Step 2: Adjust the stretching factor by multiplying the x-term by the reciprocal of the factor of stretching.
- The factor of stretching is 2, so we multiply the x-term (x - 4) by 1/2.
- The equation becomes y = (x - 4)^3 - 2(x - 4)^2 + (1/2)(x - 4) + 6.

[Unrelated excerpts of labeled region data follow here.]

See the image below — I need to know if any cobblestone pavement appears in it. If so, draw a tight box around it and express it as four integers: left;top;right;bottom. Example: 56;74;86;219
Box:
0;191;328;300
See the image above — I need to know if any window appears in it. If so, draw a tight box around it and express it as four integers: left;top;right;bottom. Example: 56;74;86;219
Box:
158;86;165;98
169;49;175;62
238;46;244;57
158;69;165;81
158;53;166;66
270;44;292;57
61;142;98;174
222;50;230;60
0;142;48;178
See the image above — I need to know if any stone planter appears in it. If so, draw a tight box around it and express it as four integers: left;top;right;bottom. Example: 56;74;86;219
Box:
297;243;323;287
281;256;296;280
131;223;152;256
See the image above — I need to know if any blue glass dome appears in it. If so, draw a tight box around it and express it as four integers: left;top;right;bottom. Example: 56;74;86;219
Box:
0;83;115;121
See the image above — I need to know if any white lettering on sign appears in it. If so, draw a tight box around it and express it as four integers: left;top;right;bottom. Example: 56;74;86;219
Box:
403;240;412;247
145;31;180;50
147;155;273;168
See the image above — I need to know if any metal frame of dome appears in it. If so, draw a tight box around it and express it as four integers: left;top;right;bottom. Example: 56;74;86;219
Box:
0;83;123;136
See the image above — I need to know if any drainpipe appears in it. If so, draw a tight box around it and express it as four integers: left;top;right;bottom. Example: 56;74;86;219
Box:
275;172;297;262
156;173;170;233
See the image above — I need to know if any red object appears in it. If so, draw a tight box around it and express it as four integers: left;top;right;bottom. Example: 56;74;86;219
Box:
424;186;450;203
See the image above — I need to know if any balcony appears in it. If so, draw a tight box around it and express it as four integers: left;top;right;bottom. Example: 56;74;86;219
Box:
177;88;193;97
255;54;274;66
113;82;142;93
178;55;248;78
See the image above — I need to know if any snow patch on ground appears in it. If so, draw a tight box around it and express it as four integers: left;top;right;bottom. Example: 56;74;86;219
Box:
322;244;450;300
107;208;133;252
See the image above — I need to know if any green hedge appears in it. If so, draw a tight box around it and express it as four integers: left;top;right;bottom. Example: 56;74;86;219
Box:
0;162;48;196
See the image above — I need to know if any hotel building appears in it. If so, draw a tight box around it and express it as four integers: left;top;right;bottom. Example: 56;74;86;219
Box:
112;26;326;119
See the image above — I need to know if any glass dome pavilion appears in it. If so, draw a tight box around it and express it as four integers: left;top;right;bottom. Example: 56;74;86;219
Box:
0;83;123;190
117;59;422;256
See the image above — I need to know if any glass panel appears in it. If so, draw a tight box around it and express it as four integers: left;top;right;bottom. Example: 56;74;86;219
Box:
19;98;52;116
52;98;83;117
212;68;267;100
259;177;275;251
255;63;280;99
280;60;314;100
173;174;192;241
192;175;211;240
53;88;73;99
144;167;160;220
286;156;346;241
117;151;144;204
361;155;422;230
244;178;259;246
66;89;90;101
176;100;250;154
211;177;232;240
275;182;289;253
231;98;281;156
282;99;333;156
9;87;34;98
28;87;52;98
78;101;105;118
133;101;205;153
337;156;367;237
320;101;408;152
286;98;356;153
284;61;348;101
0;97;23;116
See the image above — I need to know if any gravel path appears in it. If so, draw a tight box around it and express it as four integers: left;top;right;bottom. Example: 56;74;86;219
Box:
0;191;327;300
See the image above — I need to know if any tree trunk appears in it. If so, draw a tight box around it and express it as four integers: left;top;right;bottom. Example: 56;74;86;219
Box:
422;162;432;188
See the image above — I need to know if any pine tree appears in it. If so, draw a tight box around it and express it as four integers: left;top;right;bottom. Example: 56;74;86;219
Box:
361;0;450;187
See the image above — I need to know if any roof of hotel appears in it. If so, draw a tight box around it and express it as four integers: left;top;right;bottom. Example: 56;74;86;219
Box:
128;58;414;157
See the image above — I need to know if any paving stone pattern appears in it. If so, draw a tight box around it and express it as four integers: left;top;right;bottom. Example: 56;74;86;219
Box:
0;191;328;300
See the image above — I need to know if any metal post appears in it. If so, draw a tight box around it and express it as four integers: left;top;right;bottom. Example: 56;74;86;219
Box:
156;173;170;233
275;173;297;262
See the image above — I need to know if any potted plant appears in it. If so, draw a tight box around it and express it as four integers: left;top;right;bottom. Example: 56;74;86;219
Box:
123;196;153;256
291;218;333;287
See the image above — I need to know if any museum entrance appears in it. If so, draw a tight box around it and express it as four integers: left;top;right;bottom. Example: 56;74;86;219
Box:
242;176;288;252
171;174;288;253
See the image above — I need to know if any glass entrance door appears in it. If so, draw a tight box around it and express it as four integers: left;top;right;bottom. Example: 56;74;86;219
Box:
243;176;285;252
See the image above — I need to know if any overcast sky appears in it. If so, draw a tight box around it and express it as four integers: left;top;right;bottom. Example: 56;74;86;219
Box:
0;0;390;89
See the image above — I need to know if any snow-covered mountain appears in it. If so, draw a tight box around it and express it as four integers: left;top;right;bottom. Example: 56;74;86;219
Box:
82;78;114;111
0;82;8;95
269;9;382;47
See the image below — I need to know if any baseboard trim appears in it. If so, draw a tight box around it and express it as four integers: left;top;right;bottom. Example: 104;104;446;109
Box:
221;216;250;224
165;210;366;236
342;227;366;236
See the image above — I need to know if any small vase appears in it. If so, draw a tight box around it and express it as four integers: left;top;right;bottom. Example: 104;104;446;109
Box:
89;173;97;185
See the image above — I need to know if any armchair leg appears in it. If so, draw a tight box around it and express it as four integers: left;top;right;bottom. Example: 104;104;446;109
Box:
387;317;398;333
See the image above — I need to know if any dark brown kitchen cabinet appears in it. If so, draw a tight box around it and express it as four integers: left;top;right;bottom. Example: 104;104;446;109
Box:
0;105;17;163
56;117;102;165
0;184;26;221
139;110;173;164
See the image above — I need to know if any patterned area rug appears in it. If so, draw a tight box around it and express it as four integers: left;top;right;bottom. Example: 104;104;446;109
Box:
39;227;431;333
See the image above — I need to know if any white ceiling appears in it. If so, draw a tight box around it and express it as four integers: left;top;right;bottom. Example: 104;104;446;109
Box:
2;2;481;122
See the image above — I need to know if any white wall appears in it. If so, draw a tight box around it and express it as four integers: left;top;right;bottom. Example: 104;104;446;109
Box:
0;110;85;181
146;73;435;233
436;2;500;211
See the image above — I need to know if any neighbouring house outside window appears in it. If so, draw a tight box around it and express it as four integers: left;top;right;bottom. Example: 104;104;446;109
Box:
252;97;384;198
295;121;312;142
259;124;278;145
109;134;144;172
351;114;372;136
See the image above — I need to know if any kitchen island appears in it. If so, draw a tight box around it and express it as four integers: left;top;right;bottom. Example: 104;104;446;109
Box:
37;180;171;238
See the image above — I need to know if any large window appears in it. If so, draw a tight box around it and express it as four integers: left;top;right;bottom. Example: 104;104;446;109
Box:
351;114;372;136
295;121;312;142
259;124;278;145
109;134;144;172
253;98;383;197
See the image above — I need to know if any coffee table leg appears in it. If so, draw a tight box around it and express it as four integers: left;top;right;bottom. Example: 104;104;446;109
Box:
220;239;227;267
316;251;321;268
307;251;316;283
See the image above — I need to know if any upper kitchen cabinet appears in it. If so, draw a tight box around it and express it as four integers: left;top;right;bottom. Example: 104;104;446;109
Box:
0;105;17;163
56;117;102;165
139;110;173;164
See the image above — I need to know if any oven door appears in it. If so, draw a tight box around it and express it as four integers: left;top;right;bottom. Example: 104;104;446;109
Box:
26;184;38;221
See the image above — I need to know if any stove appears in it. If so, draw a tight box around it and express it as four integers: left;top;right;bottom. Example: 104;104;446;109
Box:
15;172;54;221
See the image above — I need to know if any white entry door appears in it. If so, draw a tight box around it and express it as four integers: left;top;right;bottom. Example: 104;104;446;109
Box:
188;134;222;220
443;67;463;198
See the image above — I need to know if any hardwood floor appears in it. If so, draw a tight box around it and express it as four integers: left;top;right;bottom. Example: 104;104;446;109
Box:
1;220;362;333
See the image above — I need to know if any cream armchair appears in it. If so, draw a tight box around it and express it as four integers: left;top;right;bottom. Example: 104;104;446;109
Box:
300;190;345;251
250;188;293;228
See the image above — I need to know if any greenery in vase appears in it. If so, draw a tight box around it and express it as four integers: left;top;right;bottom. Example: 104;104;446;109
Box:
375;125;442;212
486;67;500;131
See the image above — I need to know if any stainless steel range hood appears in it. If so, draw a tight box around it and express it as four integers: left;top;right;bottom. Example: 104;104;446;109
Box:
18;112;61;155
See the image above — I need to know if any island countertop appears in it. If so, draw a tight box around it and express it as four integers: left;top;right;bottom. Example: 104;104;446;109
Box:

Step 3: Simplify the equation if needed.
- Distribute the exponent of 3 to the (x - 4) term by cubing it.
- Distribute the exponent of 2 to the (x - 4) term by squaring it.
- Distribute the coefficient of 2 and 1/2 to their respective terms.
- The resulting equation is y = x^3 - 12x^2 + 48x - 64 - 2x^2 + 16x - 32 + (1/2)x - 2 + 6.
- Simplifying further, we have y = x^3 - 14x^2 + (105/2)x - 92.

Therefore, the resulting equation after stretching the graph horizontally by a factor of 2 about the line x = 4 is y = x^3 - 14x^2 + (105/2)x - 92.